We get a “But what does it all mean Reed?” Fortunately it doesn’t come from Sue this time, then the team decides to go in after Jen, but of course tell Tigra to wait outside and again pass messages along. Always nice to treat an Avenger like WhatsApp in a bikini. As the dome envelopes the foursome, something we don’t get to see here starts happening to the dome. Sue, Reed, Johnny and Wyatt awake in the ruins of Central City as it was when Reed and Sue lived there. Sue and Johnny use their powers to get to a level built over the streets of the City and find a futuristic looking city full of marble buildings that are smooth and shiny. But it’s all curiously uninhabited.
At the end of one road is a small-scale version of the old Baxter Building, then another and in between them is a large quasi-religious looking stature of the original line up of the Fantastic Four and no one has any idea why.
Notes: Well I’m a long time Byrne victim,so I was thrilled when this little nugget came up on the docket. Byrne’s Fantastic Four run is one of the greats highlighting both his clean iconic superhero art with his simplified, but not simplistic characters. At this point he was very much at home with the Four, his Johnny is more mature and caring, but is still very much the annoying little brother of the team. Sue is still the mother figure, but is confident and self assured in her abilities. Reed is still as clueless as ever, but you can see his heart even when he’s being a bit smug with his brain. Despite my being a big fan of the ever lovin’ blue eyed Thing, the lack of the idol o’millions does leave room for She-Hulk to become her own little star of the book. We also have the heir of Doom, the least respected Avenger and for reasons I forget Wyatt Wingfoot is once again a recurring character in this book. This is a packed issue, but thanks to Byrne’s pencils, it never feels particularly cluttered. While a lighter inker like Terry Austin or Karl Kesel are often a better fit for Byrne, Al Gordon does a decent job and we get an average looking Byrne era FF comic which is a damn not better than many other titles of the same vintage.

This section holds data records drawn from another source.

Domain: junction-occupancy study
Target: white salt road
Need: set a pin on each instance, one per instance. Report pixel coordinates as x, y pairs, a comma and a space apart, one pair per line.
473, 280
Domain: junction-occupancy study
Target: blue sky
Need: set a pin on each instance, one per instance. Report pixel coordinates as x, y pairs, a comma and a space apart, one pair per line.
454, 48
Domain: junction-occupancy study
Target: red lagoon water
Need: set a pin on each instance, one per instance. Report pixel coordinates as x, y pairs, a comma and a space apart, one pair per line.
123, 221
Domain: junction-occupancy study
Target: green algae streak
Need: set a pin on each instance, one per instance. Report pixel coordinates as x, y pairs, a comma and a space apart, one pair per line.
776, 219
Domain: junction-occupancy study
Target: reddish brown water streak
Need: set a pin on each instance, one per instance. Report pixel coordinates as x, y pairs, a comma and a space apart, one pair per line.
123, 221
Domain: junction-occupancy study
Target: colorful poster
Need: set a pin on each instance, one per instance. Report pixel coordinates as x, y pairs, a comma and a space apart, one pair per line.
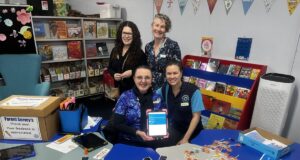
182, 4
158, 4
292, 5
196, 4
246, 5
211, 5
268, 4
228, 4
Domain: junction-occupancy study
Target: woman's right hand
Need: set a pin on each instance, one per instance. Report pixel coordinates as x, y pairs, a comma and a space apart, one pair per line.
117, 76
144, 136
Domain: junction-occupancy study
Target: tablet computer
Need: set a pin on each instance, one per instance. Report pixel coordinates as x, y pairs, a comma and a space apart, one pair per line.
157, 123
90, 141
18, 152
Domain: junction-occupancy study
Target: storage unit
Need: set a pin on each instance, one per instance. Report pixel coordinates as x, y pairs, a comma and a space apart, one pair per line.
75, 51
235, 110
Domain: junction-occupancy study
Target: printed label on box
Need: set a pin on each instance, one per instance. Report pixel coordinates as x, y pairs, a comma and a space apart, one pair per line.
20, 128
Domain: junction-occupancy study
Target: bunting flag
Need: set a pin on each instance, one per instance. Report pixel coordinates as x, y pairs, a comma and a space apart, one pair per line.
228, 4
211, 5
158, 4
246, 5
292, 5
268, 4
196, 4
182, 4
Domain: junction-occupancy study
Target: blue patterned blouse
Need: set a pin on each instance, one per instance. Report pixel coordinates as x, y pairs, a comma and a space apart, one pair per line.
169, 50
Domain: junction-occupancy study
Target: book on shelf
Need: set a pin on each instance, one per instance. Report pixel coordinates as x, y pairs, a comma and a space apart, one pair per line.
234, 70
245, 72
89, 29
45, 51
254, 73
215, 121
102, 30
220, 87
60, 52
74, 50
220, 107
212, 65
223, 69
102, 49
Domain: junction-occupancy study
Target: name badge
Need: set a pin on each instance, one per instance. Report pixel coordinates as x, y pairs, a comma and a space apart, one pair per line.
184, 104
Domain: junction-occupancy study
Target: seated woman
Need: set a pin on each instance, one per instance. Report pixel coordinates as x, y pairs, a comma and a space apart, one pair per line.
184, 103
129, 117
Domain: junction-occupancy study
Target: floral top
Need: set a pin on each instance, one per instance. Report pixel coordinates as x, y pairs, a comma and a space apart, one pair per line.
169, 50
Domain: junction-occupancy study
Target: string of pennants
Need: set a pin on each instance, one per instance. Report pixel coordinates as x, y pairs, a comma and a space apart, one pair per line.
292, 5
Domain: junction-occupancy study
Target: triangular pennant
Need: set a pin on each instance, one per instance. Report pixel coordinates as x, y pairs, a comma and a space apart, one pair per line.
228, 4
158, 4
211, 5
196, 4
292, 5
246, 5
268, 4
182, 4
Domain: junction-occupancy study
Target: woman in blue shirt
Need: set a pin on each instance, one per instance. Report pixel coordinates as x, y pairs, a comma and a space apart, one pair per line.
161, 50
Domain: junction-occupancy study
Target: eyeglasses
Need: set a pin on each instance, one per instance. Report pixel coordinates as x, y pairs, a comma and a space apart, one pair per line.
127, 34
140, 78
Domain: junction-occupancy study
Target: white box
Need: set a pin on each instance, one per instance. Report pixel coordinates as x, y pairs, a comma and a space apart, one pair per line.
110, 11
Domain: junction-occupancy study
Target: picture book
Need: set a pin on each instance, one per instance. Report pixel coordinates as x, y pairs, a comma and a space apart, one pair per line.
46, 52
102, 49
220, 87
215, 121
102, 30
89, 29
223, 69
60, 52
91, 50
254, 73
207, 101
220, 107
203, 66
235, 113
245, 72
242, 92
230, 90
212, 65
206, 46
230, 124
210, 85
74, 50
234, 70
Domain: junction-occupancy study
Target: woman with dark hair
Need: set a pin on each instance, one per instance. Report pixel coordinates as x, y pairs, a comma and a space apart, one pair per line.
126, 55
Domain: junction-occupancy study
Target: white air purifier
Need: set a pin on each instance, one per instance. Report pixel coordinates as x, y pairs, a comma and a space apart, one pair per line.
272, 102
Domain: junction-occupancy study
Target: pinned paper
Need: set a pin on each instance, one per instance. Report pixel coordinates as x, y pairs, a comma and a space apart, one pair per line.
228, 4
182, 4
196, 4
246, 5
268, 4
158, 4
292, 5
211, 5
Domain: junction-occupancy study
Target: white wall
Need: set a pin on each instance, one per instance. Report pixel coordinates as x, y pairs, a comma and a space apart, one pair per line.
274, 34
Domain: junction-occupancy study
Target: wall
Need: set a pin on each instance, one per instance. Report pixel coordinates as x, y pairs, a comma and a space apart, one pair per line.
275, 35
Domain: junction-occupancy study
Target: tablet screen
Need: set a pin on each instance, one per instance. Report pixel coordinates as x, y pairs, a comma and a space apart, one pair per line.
157, 123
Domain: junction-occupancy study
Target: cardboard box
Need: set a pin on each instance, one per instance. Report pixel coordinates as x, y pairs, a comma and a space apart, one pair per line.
270, 150
29, 117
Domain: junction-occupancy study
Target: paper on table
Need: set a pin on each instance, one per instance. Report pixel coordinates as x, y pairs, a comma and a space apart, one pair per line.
65, 147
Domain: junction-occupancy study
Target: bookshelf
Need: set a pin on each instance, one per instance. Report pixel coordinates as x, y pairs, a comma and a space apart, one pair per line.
75, 51
233, 110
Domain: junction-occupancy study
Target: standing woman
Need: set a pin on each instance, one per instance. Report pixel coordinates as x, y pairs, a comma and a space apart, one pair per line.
184, 103
126, 55
161, 49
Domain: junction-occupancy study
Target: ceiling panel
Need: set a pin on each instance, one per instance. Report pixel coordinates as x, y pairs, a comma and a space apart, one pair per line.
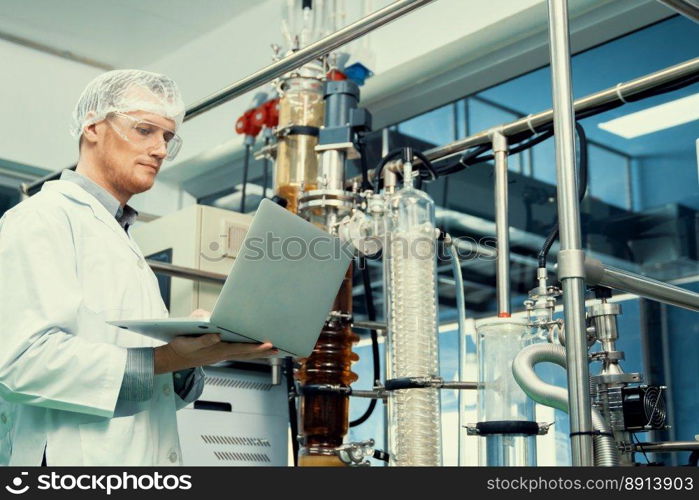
127, 33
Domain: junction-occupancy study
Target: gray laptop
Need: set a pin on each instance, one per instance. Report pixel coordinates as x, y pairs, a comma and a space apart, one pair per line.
280, 289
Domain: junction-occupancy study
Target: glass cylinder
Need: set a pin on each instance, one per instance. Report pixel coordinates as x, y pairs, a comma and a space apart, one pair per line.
500, 399
410, 260
300, 105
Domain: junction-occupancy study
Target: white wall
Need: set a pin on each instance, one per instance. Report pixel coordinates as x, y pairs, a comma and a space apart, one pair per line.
37, 94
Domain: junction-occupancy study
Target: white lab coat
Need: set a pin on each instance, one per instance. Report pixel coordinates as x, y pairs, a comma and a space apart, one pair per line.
67, 266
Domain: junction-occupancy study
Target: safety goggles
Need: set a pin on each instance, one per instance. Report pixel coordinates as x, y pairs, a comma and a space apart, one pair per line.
145, 134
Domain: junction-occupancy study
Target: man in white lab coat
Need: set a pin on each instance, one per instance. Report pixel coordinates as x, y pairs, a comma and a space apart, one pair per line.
78, 391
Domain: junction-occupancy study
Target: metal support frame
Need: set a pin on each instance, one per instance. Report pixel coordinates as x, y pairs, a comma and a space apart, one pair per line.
502, 224
570, 236
598, 274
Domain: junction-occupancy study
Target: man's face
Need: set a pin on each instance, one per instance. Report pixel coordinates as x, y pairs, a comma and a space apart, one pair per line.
131, 155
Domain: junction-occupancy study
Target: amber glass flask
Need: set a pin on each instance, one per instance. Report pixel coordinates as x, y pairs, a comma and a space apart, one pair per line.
324, 417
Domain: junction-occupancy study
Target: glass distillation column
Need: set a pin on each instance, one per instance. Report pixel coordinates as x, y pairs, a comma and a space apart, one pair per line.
506, 416
410, 271
324, 417
300, 117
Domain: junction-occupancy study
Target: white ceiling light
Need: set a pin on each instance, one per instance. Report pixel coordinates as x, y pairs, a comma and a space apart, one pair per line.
651, 120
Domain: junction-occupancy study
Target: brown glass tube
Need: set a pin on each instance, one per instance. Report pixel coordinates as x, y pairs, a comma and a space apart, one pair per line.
324, 417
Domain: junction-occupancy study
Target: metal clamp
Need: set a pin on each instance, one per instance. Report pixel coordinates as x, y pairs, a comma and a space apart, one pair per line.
571, 264
499, 141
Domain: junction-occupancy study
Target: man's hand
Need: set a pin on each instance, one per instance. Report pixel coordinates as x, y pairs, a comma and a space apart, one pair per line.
188, 352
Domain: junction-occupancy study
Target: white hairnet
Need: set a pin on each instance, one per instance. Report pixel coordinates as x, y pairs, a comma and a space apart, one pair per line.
127, 90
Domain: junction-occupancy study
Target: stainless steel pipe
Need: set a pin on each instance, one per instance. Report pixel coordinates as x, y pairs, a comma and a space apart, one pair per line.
612, 94
598, 274
688, 8
572, 274
306, 54
668, 446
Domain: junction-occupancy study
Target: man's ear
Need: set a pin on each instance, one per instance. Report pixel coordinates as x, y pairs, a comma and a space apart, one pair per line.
90, 133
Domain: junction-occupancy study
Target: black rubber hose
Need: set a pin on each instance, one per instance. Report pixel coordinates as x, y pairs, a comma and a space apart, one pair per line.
246, 165
371, 313
425, 167
265, 172
365, 165
293, 415
582, 189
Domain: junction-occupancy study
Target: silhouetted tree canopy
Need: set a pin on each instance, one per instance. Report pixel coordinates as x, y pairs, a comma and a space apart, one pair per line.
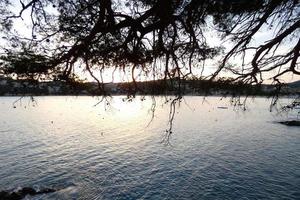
167, 38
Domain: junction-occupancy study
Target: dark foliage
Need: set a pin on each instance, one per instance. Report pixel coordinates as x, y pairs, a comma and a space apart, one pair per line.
166, 38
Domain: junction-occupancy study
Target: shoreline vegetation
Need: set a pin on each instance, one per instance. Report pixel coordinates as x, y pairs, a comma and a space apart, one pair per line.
223, 87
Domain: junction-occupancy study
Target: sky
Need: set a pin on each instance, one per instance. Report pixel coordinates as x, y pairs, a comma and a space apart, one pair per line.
23, 27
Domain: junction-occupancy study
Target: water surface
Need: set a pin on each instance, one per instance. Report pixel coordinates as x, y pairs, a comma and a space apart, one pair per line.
110, 152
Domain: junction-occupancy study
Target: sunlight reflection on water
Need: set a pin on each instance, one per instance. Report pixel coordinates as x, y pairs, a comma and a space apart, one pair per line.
108, 151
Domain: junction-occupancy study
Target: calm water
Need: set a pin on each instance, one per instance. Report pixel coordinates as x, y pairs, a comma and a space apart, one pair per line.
109, 152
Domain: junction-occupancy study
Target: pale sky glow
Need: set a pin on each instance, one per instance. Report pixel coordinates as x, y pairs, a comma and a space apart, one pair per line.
23, 27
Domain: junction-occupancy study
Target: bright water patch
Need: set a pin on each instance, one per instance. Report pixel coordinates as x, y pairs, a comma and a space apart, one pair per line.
109, 152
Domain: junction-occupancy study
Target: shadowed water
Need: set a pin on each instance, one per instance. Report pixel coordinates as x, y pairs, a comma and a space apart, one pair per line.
109, 152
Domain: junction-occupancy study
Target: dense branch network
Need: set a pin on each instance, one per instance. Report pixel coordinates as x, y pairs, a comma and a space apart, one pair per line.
167, 38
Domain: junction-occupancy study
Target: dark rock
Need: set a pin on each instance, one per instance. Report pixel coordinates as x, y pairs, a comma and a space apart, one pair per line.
20, 194
291, 123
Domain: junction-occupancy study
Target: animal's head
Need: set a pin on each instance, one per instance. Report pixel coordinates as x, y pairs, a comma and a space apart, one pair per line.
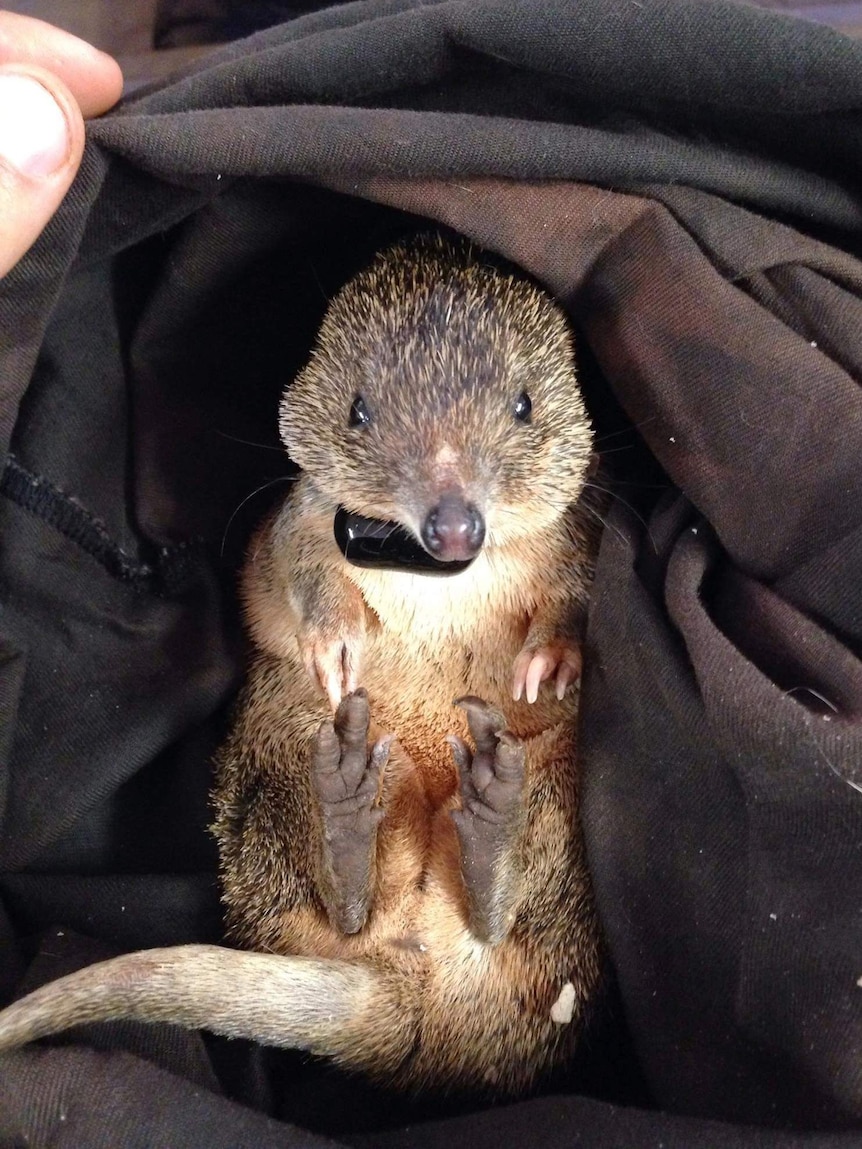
443, 395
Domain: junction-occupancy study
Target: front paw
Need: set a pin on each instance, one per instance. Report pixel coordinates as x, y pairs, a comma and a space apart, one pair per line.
346, 781
559, 658
491, 819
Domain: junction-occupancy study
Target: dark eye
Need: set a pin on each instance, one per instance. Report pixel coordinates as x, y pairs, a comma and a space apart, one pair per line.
360, 414
523, 408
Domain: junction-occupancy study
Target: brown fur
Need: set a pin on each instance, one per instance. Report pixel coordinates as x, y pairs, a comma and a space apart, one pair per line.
460, 973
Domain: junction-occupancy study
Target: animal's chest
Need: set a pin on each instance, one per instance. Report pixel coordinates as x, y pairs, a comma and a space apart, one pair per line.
414, 679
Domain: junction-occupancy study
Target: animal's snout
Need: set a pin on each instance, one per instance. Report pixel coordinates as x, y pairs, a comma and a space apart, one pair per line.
453, 530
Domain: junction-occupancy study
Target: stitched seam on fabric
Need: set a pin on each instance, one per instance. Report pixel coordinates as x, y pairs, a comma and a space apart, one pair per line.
70, 518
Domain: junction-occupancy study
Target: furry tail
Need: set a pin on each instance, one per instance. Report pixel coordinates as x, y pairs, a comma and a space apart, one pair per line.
297, 1002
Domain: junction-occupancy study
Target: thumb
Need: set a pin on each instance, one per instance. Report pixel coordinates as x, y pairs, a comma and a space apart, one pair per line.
41, 141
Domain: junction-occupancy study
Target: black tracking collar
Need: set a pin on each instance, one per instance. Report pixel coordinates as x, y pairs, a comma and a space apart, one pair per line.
378, 545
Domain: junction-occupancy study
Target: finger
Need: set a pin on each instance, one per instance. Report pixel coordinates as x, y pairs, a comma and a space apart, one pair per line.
331, 683
352, 719
41, 140
569, 671
522, 664
510, 761
484, 722
540, 666
92, 77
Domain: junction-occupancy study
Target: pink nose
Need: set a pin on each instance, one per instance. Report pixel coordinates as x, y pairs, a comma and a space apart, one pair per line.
453, 530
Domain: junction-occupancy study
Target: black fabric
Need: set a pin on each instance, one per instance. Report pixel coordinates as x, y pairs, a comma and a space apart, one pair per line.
685, 178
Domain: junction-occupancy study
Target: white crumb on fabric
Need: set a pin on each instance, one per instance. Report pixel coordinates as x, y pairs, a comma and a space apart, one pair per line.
563, 1008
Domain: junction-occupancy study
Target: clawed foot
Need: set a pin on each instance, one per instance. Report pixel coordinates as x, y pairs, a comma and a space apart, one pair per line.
559, 660
346, 781
491, 817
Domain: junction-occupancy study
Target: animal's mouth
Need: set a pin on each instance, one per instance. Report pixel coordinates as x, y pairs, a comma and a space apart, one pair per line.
381, 545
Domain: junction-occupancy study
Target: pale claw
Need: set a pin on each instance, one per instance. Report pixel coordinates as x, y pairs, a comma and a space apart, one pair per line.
333, 666
560, 660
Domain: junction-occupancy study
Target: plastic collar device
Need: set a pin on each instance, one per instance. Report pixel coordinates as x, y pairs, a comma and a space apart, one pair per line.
378, 545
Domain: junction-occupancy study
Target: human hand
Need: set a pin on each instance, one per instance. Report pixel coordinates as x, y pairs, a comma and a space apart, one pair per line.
49, 81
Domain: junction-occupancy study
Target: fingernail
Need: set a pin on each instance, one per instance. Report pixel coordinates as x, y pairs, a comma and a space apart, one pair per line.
33, 130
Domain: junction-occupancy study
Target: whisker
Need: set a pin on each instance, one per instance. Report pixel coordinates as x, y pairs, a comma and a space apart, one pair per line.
264, 486
248, 442
620, 499
633, 426
606, 524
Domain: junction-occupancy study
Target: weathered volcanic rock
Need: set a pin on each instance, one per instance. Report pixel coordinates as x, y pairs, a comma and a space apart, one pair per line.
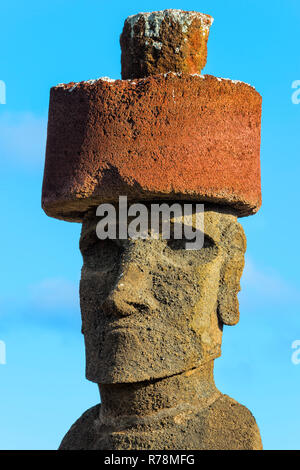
164, 41
168, 136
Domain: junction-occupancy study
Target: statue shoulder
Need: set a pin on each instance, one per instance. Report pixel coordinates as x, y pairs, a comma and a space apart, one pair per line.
228, 425
82, 433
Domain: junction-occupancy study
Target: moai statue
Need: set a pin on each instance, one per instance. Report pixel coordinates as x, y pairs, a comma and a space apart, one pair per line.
152, 311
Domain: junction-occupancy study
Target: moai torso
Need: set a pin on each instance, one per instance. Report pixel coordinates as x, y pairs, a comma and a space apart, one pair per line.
152, 311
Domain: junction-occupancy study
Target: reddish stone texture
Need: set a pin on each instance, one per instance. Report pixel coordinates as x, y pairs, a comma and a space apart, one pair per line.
164, 41
175, 137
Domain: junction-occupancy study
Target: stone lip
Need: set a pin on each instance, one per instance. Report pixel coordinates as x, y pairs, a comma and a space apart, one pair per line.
163, 41
165, 137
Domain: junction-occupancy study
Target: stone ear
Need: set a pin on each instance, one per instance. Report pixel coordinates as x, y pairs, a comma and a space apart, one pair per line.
234, 247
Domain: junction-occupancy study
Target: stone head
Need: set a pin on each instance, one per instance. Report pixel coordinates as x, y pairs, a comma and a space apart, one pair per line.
152, 309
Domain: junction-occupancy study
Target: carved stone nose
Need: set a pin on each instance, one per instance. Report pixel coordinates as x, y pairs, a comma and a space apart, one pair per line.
131, 294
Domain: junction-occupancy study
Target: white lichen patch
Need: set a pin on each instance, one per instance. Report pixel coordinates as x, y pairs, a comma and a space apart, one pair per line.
154, 20
90, 82
235, 82
135, 82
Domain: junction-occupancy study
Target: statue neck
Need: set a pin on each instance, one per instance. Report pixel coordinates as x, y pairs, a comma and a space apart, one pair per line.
194, 390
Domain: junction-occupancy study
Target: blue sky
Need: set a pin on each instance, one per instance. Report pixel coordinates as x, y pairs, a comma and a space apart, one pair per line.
42, 385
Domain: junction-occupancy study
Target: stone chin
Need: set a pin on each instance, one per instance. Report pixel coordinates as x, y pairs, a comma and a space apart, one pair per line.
140, 353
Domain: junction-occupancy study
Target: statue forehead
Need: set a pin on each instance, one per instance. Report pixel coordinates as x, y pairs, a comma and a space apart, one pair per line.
216, 223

The best thing about this comic was that it’s exactly what the FF should be, a family adventure about exploration and bonkers super-science. Where did the black sphere come from? Where are all the people of Central City? What is the deal with the statues? None of these questions are answered, but only serves to get me interested in the next issue. Overall a fantastic taste of this series during one of it’s many high points.